For $a_i \in \mathbb{C}$, does $(1+a_1^k)(1+a_2^k)\cdots (1+a_n^k)=1$ for any positive integer $k$ imply $a_1=\cdots =a_n =0$?

Question

For $a_i \in \mathbb{C}$, if $(1+a_1^k)(1+a_2^k)\cdots (1+a_n^k)=1$ holds for all positive integers $k$, does it follow that $a_1=\cdots =a_n =0$?

In fact, I want to prove $|I+A^k|=1$ for any positive integer $k$ ,where $A$ is a $n \times n$ matrix implies $A$ is nilpotent.

Answer 1

Expand the product $(1+a_1)\cdots (1+a_n)$, we obtain $$ e_1 +\cdots + e_n = 0 $$ where $e_m=\sum_{1\leq j_1<\cdots <j_m\leq n} a_{j_1}\cdots a_{j_m}$ for each $m\leq n$.

Let $e_{m,k}=\sum_{1\leq j_1<\cdots <j_m\leq n} a_{j_1}^k\cdots a_{j_m}^k$.

By the assumption, we obtain $$ e_{1,k}+\cdots + e_{n,k}=0 $$ for each $k\geq 1$.

This condition implies each summand $a_{j_1}\cdots a_{j_m}$ appearing in $e_m$ is zero. For the proof, see this answer by Sangchul Lee.
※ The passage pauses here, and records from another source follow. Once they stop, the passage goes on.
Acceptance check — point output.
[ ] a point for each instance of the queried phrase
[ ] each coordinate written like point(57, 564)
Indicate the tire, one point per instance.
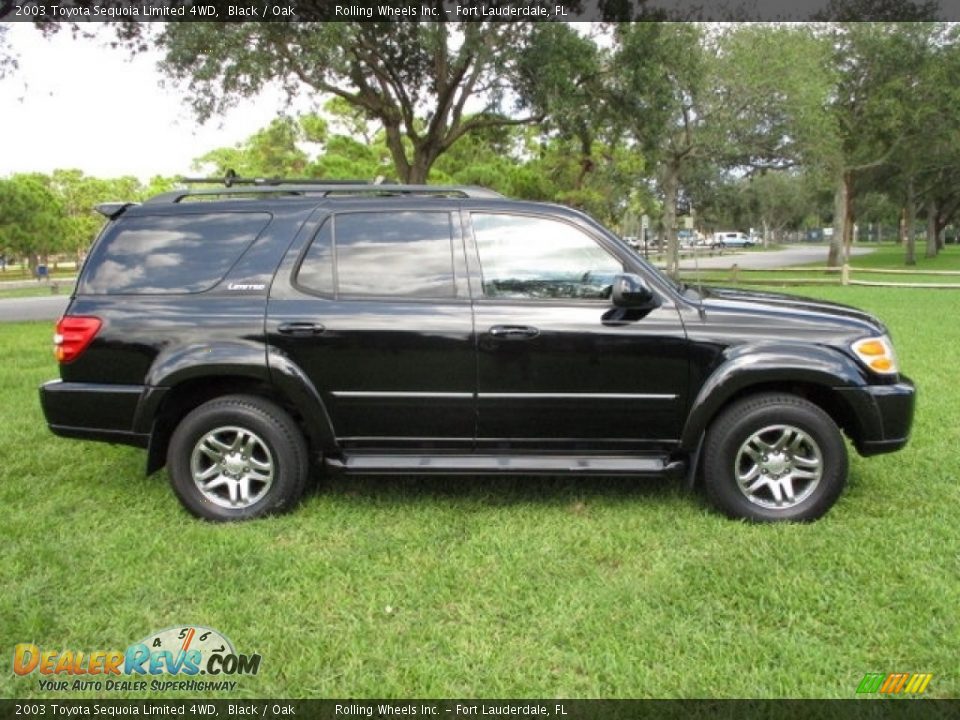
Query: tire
point(774, 457)
point(237, 457)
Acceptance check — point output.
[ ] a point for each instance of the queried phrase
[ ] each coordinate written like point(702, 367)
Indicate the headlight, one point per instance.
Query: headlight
point(877, 354)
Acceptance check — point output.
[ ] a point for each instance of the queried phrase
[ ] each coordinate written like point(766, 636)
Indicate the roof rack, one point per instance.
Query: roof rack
point(230, 178)
point(327, 189)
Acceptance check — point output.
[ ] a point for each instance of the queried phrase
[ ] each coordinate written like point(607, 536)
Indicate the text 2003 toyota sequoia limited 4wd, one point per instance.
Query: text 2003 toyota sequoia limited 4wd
point(411, 329)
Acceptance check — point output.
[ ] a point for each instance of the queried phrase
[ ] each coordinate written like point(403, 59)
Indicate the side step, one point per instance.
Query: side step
point(367, 463)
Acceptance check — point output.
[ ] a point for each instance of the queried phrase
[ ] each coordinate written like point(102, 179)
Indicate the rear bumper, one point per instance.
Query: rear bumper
point(91, 411)
point(885, 415)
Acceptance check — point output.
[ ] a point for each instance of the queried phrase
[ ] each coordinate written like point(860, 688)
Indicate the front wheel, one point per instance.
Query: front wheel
point(774, 457)
point(237, 457)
Since each $a_j$, $1\leq j\leq n$ appears in $e_1$, we have $$ a_1=\cdots =a_n=0 $$ as desired.

Answer 2

This is an insane overkill, but it was fun to think about it, so why not to share it?

Let us consider the polynomial $p(z)=\prod_{j=1}^{n}(z-a_j)$ and divide its roots in three groups:

1. Roots with $|a|<1 $ (group $G_1$ with cardinality $K_1$)
2. Roots with $|a|=1$ (group $G_2$ with cardinality $K_2$)
3. Roots with $|a|> 1$ (group $G_3$ with cardinality $K_3$).

My initial purpose is to show that, given the premises, $G_2$ and $G_3$ are actually empty. Since for any $k\in\mathbb{N}$ we have that $\prod_{j=1}^{n}(1+a_j^k)=1\neq 0$ the roots belonging to $G_2$ can only be of the form $\exp\left(2\pi i\frac{m}{d}\right)$ with $d$ odd, or of the form $\exp\left(2\pi i\alpha\right)$ with $\alpha\not\in\mathbb{Q}$. In any case, due to simultaneous diophantine approximation, by carefully choosing $k$ we have that $\prod_{a_j\in G_2}(1+a_j^k)$ can be made arbitrarily close to $2^{K_2}$, while $\prod_{a_j\in G_1}(1+a_j^k)$ converges to $1$ and $\prod_{a_j\in K_3}(1+a_j^k)$ diverges. This proves $K_2=K_3=0$, i.e. all the roots of $p(z)$ lie inside the region $|z|<1$.

Now it comes a clever trick from complex analysis:

$$ \sum_{j=1}^{n}\log(1+a_j^k) = \frac{1}{2\pi i}\oint_{|z|=1}\frac{p'(z)}{p(z)}\phantom{.}\log(1+z^k)\phantom{.} dz $$

where everything is well-defined and the RHS equals $0$ for any $k\in\mathbb{N}$.
For a suitable arithmetic function $c_n$ (computable via Moebius inversion) we have

$$ z = \sum_{n\geq 1} c_n \log(1+z^n) $$

hence the previous point implies

$$ \sum_{j=1}^{n} a_j^k = \frac{1}{2\pi i}\oint_{|z|=1}\frac{p'(z)}{p(z)}z^k\phantom{.}dz = 0$$

and all the power sums are zero. Newton's formulas hence imply that all the elementary symmetric functions of $a_1,\ldots,a_n$ are zero, so $p(z)=z^n$ and $a_1=a_2=\ldots=a_n=0$ as wanted.